As far as I am aware, the Bible does not specifically discuss why those three were chosen in this way by Jesus. However, just before the Transfiguration, Peter (or Simon bar-Jonah, as he was still known at that time) had confessed (Matthew 16:16) his belief in Jesus as the Messiah and the Son of God, which the other apostles did not seem as certain or clear about.

This caused Jesus to call Peter blessed, because Jesus said that this knowledge had not been revealed to Peter by human means, but by God the Father, and that it was upon this "rock" (which was why Jesus bestowed the name Peter (from the Greek word for rock (petros) on Simon) that Jesus said He would build His church.

And, although Peter still subsequently showed himself capable of weakness (despite his self-proclaimed boldness (Matthew 26:35; Mark 14:31)) by denying Jesus (as Jesus had told him he would, and not just once, but three times), Peter nevertheless emerged as the most prominent and vocal of the apostles in evangelizing the people (Acts 2) following Jesus' ascension.

As brothers, James and John were close to each other, and also to Jesus.

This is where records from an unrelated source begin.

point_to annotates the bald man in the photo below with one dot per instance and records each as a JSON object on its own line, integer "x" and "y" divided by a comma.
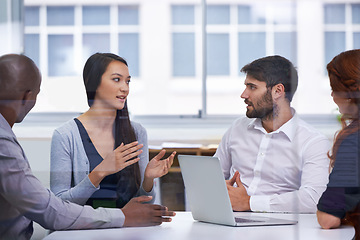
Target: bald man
{"x": 23, "y": 199}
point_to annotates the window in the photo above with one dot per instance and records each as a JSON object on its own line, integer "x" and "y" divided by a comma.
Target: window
{"x": 342, "y": 28}
{"x": 163, "y": 44}
{"x": 61, "y": 38}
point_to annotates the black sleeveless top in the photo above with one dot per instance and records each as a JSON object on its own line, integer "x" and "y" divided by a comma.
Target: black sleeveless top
{"x": 114, "y": 189}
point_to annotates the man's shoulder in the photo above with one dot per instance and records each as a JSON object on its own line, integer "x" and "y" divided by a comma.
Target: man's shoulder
{"x": 304, "y": 128}
{"x": 66, "y": 127}
{"x": 242, "y": 121}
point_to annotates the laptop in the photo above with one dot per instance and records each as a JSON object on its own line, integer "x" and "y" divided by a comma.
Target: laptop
{"x": 207, "y": 194}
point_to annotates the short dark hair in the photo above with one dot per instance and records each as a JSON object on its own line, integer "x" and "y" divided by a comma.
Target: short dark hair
{"x": 274, "y": 70}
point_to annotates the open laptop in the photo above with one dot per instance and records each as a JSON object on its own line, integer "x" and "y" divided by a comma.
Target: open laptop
{"x": 207, "y": 194}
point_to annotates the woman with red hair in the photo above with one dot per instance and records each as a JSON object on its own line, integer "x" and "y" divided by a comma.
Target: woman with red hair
{"x": 340, "y": 203}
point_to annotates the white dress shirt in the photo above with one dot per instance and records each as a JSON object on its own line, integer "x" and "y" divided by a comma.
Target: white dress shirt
{"x": 283, "y": 171}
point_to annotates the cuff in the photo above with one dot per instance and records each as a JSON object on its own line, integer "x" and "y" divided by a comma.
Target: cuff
{"x": 260, "y": 203}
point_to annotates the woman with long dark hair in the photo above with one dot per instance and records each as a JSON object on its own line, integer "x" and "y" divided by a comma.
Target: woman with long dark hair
{"x": 101, "y": 157}
{"x": 340, "y": 203}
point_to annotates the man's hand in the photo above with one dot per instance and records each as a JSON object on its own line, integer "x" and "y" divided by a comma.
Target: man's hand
{"x": 240, "y": 200}
{"x": 140, "y": 214}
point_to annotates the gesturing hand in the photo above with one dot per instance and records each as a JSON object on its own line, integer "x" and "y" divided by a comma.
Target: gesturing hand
{"x": 240, "y": 200}
{"x": 158, "y": 167}
{"x": 138, "y": 214}
{"x": 116, "y": 161}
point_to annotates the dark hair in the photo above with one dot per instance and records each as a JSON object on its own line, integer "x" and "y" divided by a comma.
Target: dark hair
{"x": 344, "y": 75}
{"x": 274, "y": 70}
{"x": 94, "y": 68}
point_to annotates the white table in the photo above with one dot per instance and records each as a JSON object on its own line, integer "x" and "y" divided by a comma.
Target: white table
{"x": 183, "y": 227}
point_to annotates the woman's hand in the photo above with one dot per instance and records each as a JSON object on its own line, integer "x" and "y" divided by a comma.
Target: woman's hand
{"x": 157, "y": 167}
{"x": 116, "y": 161}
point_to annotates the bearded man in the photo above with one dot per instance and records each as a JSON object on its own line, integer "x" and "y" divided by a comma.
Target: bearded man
{"x": 273, "y": 160}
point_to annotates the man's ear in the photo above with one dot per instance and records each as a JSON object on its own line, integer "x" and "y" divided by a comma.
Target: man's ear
{"x": 26, "y": 96}
{"x": 278, "y": 91}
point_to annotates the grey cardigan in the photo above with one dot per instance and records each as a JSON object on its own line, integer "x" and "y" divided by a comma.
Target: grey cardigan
{"x": 69, "y": 165}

Jesus gave them the nickname "Sons of Thunder" (or "Boanerges" in Greek), for they were both apparently of a brash, impetuous nature, such as on the occasion when they asked Jesus if He wanted them to call down fire from heaven to destroy a Samaritan town that had refused to receive Him because He was traveling to Jerusalem (Luke 9:51-56).

They showed this same trait when they (along with their mother) came to Jesus asking that He would grant them the favored seats at His right and left sides in His kingdom, and quickly asserted that they were able to endure the same cup and baptism of suffering that Jesus was to experience.

And yet, they both undoubtedly loved Jesus, to such a degree that James would be the first apostle martyred for his faith (Acts 12:2), and that John was the one to whom Jesus (as He was dying on the cross) entrusted the care His own mother, and who was kept alive (as the only apostle not martyred) to witness a vision of the events of the end times, as foretold in the book of Revelation). 

I believe that it was Jesus' knowledge of the faith and love of these three individuals, as well as His foreknowledge of the coming events in which they would be involved, and the roles that they would play in the early church, that led Him to select them to witness the prominent events at which only they were present.